Wednesday, June 1, 2016

Reflections on Israel and Palestine: Part Seven



The Rev. Dr. Mitri Raheb is the senior pastor of the Christmas Lutheran Church in Bethlehem, Palestine. During our study tour in Israel and Palestine we visited his church, worshiped with them on Sunday morning, and enjoyed a fabulous meal. Rev. Raheb only had a few minutes to greet our team before leaving on an international trip. But his new book has been compelling and powerful; it may be one of the most important books I have studied this year. This book, and especially his understanding of history, challenges me, and our church. 

Mitri Raheb, Faith in the Face of Empire: The Bible Through Palestinian Eyes , (2014).

Quoted from Chapter 1: History and the Biblical Story

“As a Palestinian, the history of my country can be traced from primeval times until the present. For Palestinians, the Romans were not the last empire. Our history continued after the Romans with the Byzantines (332), Arabs (637), Tartars (1040), Crusaders (1099), Ayyubides (1187), Tartars (1244), Mamluks (1291), Mongols (1401), Ottomans (1516), British (1914) and Israelis (1948/ 1967), to name just the main occupiers. . .

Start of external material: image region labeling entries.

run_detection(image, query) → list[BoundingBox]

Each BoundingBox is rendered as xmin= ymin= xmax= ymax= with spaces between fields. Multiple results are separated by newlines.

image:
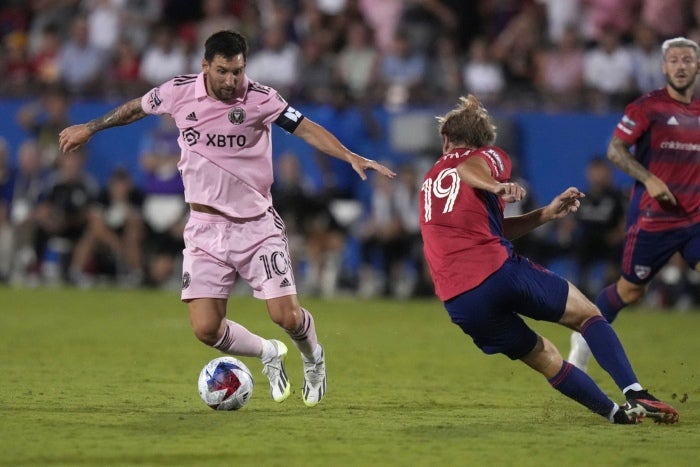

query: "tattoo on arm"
xmin=87 ymin=97 xmax=147 ymax=133
xmin=608 ymin=137 xmax=649 ymax=183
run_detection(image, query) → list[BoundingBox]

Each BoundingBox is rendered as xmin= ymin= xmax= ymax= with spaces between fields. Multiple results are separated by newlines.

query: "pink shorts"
xmin=181 ymin=208 xmax=297 ymax=300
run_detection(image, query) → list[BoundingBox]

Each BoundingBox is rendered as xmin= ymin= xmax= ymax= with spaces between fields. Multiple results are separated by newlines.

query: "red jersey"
xmin=420 ymin=146 xmax=513 ymax=301
xmin=614 ymin=88 xmax=700 ymax=231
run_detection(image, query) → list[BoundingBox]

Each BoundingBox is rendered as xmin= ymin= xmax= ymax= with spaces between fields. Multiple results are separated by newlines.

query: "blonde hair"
xmin=661 ymin=37 xmax=698 ymax=58
xmin=437 ymin=94 xmax=496 ymax=147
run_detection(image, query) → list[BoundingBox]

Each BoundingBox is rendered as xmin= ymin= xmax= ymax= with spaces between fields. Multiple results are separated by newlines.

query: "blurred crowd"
xmin=0 ymin=0 xmax=700 ymax=110
xmin=0 ymin=0 xmax=700 ymax=305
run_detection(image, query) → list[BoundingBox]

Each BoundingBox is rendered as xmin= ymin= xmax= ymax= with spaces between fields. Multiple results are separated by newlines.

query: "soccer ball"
xmin=199 ymin=356 xmax=253 ymax=410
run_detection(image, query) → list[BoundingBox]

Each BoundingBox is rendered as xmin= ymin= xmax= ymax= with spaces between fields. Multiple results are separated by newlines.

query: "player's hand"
xmin=494 ymin=182 xmax=527 ymax=203
xmin=351 ymin=156 xmax=396 ymax=180
xmin=58 ymin=124 xmax=92 ymax=153
xmin=644 ymin=173 xmax=678 ymax=206
xmin=544 ymin=186 xmax=586 ymax=220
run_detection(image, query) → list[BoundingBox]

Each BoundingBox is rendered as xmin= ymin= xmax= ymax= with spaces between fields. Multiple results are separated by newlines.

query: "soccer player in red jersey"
xmin=420 ymin=95 xmax=678 ymax=424
xmin=569 ymin=37 xmax=700 ymax=371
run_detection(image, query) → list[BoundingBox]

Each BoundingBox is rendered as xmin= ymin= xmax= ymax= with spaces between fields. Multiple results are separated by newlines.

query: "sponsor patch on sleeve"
xmin=148 ymin=88 xmax=163 ymax=110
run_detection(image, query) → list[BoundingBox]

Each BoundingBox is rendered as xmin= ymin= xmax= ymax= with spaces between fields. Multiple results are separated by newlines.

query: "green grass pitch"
xmin=0 ymin=288 xmax=700 ymax=467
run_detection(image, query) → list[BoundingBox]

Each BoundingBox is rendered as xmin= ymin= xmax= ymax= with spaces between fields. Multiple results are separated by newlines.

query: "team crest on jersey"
xmin=621 ymin=115 xmax=637 ymax=130
xmin=634 ymin=264 xmax=651 ymax=279
xmin=228 ymin=107 xmax=245 ymax=125
xmin=182 ymin=127 xmax=201 ymax=146
xmin=148 ymin=88 xmax=163 ymax=110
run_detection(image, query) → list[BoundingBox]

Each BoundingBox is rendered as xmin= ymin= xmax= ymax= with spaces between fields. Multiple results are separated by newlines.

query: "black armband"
xmin=275 ymin=105 xmax=304 ymax=133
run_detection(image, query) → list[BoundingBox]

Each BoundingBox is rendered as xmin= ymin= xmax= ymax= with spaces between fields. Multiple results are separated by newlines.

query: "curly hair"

. . . In looking at the myriad works on the Israeli-Palestinian conflict, all start at some point in the late nineteenth century with the beginning of the Zionist movement. Scholars have studied every conceivable aspect of this conflict. And yet all of these studies are done in historic isolation. They lack that historic depth of the centuries and, while they focus on the uniqueness of the current conflict, they fail to see it as part of an ongoing pattern. This historic disconnect leads to false political analyses, for which the Palestinians are paying a high price. . . .

. . . Yet, I also see how the entire Bible, both Old and New Testaments, struggles to find a faithful response to various and recurring empires. I understand sacred history to be one response to the secular histories of brutal empires. As powerful empires continue to be a recurrent theme in the history of Palestine, the question of God remains crucial, and faith is both challenged and engaged.”


My Question:
Mitri Raheb offers a compelling understanding of history, and the study of history, which takes into account the full chronological sweep of the generations.
But this understanding of history is directly opposed to an understanding of history which supposes a bold, theological connection between the Genesis covenant with Abraham and modern Israel’s status as a nation-state, indeed, an expanding nation-state which increasingly includes the Palestinian’s land. This understanding of history jumps from the biblical narrative of Genesis to the modern state of Israel. This conceptual jump, in Mitri Raheb’s opinion, makes the Palestinians “theologically invisible.”
In this example, a commitment to mutual forbearance , a foundational Presbyterian doctrine, completely breaks down. Both of these different views of history, and the consequences of these views, cannot be legitimate and acceptable.

Yet, these opposing views co-exist in our church. How should we respond?